0

I am trying to filter URLs and elisp thing-at-point 'url doesn't bounds a url properly because it has backslashes \in it. I believe that backslashes are unsafe in urls, but that's a separate topic. The fact is that I am receiving emails with URLs that have them. So my question is if there is any way to ensure that thing-at-point allows backslashes, so that urls can be properly bounded? The relevant functions should be available at thingatpt.el Thank you in advance.

Update

This is phils' solution

(defun thing-at-point-bounds-of-url-at-point (&optional lax)
  "Return a cons cell containing the start and end of the URI at point.
     Try to find a URI using `thing-at-point-markedup-url-regexp'.
     If that fails, try with `thing-at-point-beginning-of-url-regexp'.
     If that also fails, and optional argument LAX is non-nil, return
     the bounds of a possible ill-formed URI (one lacking a scheme)."
  ;; Look for the old <URL:foo> markup.  If found, use it.
  (or (thing-at-point--bounds-of-markedup-url)
      ;; Otherwise, find the bounds within which a URI may exist.  The
      ;; method is similar to `ffap-string-at-point'.  Note that URIs
      ;; may contain parentheses but may not contain spaces (RFC3986).
      (let* ((allowed-chars "--:=&?$+@-Z_[:alpha:]~#,%;*()!'\\\\")
         (skip-before "^[0-9a-zA-Z]")
         (skip-after  ":;.,!?")
         (pt (point))
         (beg (save-excursion
            (skip-chars-backward allowed-chars)
            (skip-chars-forward skip-before pt)
            (point)))
         (end (save-excursion
            (skip-chars-forward allowed-chars)
            (skip-chars-backward skip-after pt)
            (point))))
    (or (thing-at-point--bounds-of-well-formed-url beg end pt)
        (if lax (cons beg end))))))

and this is the original and url bounded by thing-at-point-bounds-of-url-at-point (both edited)

original:

https://eur01.safelinks.protection.outlook.com/?url=http%3A%2F%2Fwww.disney.com%2F&amp\;data=02%7C01%7CDonald.Duck%40disney.com%7Cfd8a40dd8138470286be08d8020da460%7C07ef1208413c4b5e9cdd64ef305754f0%7C0%7C0%7C637261604914185764&amp\;sdata=UdFaQR32cGXKu7ZrBU%2BGg8TJ%2BOeTZUMBV9N%2BE8Vi22s%3D&amp\;reserved=0

bounded:

https://eur01.safelinks.protection.outlook.com/?url=http%3A%2F%2Fwww.disney.com%2F&amp
Ajned
  • 672
  • 4
  • 19
  • RFC1738 is clear on that topic: "Other characters are unsafe because gateways and other transport agents are known to sometimes modify such characters. These characters are "{", "}", "|", "\", "^", "~", "[", "]", and "`". *All unsafe characters must always be encoded within a URL.*" – phils May 28 '20 at 00:46
  • All of which I believe you've already seen; however you still may wish to contact the sender and get them to fix their bug. – phils May 28 '20 at 00:51
  • Yes, I was aware of the fact that those were unsafe. By the example in my last update you can probably guess who the sender is... – Ajned May 28 '20 at 05:54
  • `&amp\;` looks like an attempt at `&` which has gone awry. – phils May 28 '20 at 06:52

1 Answers1

1

In Emacs 26.3 at least, the allowed characters are hard-coded in thing-at-point-bounds-of-url-at-point; so you would need to modify that function accordingly, to add a backslash to the allowed-chars binding. The comments below on escaping would apply here too: use "\\\\". (And likewise for having no idea whether or not this will have unwanted side-effects.)

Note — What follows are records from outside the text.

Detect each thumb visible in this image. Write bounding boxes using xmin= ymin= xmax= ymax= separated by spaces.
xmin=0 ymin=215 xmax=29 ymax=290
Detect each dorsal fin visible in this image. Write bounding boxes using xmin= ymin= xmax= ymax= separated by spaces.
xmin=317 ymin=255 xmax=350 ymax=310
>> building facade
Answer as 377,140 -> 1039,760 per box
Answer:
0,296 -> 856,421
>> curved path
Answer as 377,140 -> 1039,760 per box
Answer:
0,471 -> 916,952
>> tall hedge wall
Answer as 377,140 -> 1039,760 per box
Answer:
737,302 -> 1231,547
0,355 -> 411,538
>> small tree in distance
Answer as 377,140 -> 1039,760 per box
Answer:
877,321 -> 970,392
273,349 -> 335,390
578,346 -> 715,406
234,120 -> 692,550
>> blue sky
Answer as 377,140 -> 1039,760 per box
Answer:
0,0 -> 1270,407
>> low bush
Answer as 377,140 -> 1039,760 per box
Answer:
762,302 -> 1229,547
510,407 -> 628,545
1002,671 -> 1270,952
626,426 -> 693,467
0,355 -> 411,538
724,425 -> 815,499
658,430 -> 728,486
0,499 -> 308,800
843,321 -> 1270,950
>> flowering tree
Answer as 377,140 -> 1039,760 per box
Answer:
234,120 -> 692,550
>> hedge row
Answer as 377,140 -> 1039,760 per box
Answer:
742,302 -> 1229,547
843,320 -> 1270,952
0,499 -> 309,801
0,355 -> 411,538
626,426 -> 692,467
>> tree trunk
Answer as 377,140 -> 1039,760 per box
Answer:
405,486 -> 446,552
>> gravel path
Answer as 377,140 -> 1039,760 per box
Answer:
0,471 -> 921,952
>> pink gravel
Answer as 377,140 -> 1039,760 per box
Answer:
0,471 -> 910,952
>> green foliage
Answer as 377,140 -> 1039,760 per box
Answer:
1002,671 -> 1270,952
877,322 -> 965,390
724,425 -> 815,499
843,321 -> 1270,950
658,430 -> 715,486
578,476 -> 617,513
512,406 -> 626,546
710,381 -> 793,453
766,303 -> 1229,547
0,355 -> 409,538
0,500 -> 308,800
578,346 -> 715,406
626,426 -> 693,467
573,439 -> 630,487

Edit: Initial answer follows, before I'd realised that thing-at-point doesn't use url-get-url-at-point at all...


url-get-url-filename-chars is a variable defined in `url-util.el'.
Its value is "-%.?@a-zA-Z0-9()_/:~=&"

Documentation:
Valid characters in a URL.

It's used (by url-get-url-at-point) both in a regexp character alternative, and also with skip-chars-*, which means you'd need to use the latter's escaping for a backslash: "\\\\" (which is merely redundant for the former).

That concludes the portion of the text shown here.